The program provides a graphical interface that allows users to interact with the program in an intuitive and user-friendly way, thus improving the user experience. Through the graphical interface, users can operate through mouse clicks, without the need to memorize and enter command line parameters. For example, the change of the GC content is displayed by the change of color, so that the user can easily understand the function and operation process of the program. The implementation of the GUI interface of this program makes use of the tkinter library, which is a standard GUI library for Python. It is integrated directly in Python and there is no need to install. Meanwhile, tkinter can run smoothly on multiple operating systems, including Windows, Mac, and Linux, which is a powerful and easy-to-use GUI library (Aires-de-Sousa, 2024; Chauhan et al., 2023; Garcia et al., 2019; Shaikh et al., 2008).

Our program has prepared a table of codon usage frequencies for more than a dozen species. Codon frequency tables for other species are available from the Genscript website (https://www.genscript.com/tools/codon-frequency-table) or the Codon Usage Database (http://www.kazusa.or.jp/codon/). If the user’s research species is outside of these species, then we also provide the functionality to customize the codon usage frequency table.

The program has several limitations. It can only optimize the coding region and adjust the local GC content by changing the codons. If the gene is in antisense strand, then the user needs to complement reverse the sequence using EMBOSS revseq or other tools. After obtaining the sense strand, the user can optimize it with the commonly used optimization software, and then use our program to check the GC content of the obtained sequence, and decide whether to modify the synonymous codons to adjust the local GC content according to the specific situations.

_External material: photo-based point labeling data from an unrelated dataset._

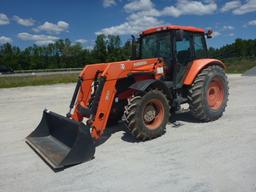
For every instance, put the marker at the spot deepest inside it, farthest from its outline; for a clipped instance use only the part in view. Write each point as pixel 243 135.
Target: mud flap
pixel 61 141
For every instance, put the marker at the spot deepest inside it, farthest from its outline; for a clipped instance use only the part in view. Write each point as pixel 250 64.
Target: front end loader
pixel 171 68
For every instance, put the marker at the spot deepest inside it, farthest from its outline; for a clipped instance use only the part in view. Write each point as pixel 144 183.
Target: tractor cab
pixel 177 45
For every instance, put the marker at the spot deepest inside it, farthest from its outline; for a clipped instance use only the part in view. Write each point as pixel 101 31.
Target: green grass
pixel 6 82
pixel 239 65
pixel 234 65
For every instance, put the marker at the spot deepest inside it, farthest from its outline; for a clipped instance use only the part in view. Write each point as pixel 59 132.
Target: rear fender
pixel 197 66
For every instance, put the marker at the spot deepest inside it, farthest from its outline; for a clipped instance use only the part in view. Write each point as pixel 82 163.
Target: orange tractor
pixel 170 68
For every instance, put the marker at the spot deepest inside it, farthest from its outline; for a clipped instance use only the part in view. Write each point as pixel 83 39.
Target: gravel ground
pixel 195 157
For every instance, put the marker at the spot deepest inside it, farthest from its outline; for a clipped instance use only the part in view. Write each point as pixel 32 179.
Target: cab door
pixel 184 54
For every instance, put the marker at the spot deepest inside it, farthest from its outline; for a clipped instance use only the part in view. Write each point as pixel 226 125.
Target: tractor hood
pixel 118 69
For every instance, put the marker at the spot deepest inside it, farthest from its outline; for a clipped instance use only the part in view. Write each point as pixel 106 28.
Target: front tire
pixel 146 116
pixel 208 94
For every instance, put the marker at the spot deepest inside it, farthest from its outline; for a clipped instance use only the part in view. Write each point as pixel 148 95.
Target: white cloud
pixel 252 23
pixel 228 27
pixel 186 7
pixel 249 6
pixel 238 8
pixel 109 3
pixel 216 34
pixel 231 5
pixel 139 5
pixel 82 41
pixel 25 22
pixel 61 26
pixel 38 39
pixel 143 15
pixel 4 20
pixel 131 26
pixel 4 39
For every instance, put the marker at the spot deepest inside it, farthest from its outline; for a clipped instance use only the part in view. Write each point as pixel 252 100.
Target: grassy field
pixel 6 82
pixel 234 65
pixel 239 65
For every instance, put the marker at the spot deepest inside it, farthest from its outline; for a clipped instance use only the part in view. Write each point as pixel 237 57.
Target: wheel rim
pixel 215 93
pixel 153 114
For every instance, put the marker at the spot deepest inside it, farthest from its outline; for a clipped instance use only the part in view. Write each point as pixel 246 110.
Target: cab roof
pixel 172 27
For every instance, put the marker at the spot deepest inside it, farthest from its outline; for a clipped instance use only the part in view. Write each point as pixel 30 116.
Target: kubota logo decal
pixel 140 63
pixel 122 66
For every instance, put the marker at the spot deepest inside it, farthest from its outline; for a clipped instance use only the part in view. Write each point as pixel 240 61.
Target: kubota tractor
pixel 171 68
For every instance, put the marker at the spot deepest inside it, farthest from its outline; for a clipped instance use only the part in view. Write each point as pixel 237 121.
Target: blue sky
pixel 27 22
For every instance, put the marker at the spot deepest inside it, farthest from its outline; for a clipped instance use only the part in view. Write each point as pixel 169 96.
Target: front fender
pixel 197 66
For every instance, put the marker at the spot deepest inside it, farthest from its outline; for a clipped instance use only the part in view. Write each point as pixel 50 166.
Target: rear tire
pixel 208 95
pixel 146 116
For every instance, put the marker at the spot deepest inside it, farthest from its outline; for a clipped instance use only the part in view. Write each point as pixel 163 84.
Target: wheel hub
pixel 215 93
pixel 150 113
pixel 153 114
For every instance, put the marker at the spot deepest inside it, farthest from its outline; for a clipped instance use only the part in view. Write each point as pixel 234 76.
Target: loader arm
pixel 95 102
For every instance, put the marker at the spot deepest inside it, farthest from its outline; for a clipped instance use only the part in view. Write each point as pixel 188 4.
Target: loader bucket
pixel 61 141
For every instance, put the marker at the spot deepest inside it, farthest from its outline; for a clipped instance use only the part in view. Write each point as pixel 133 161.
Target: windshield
pixel 156 45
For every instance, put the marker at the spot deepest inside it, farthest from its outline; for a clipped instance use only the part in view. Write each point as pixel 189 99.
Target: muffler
pixel 61 141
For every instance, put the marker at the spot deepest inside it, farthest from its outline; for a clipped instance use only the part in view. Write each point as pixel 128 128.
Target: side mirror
pixel 179 35
pixel 209 34
pixel 134 47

Codon optimization is limited by a variety of conditions. It is not easy to meet various constraints in practice. Our program can view and compare the GC content of gene sequences, manually modify the synonymous codons to change the local GC content where it is too low or too high. However, these modifications may bring new problems. Therefore, after the modification, various checks need to be done to ensure that no new problems appear, such as inappropriate restriction sites (check with EMBOSS restrict), direct duplication (check with EMBOSS equicktandem), palindrome (check with EMBOSS palindrome), and reverse duplication (check with EMBOSS einverted) (Rice, Longden & Bleasby, 2000). These commands have been integrated to our program, which may help users check the gene sequences conveniently.

Conclusions

With our program, users can check the GC content of the optimized gene sequence and adjust the optimization according to their own needs, and the modified results can be visualized. The software assists in gene cloning and its functional studies.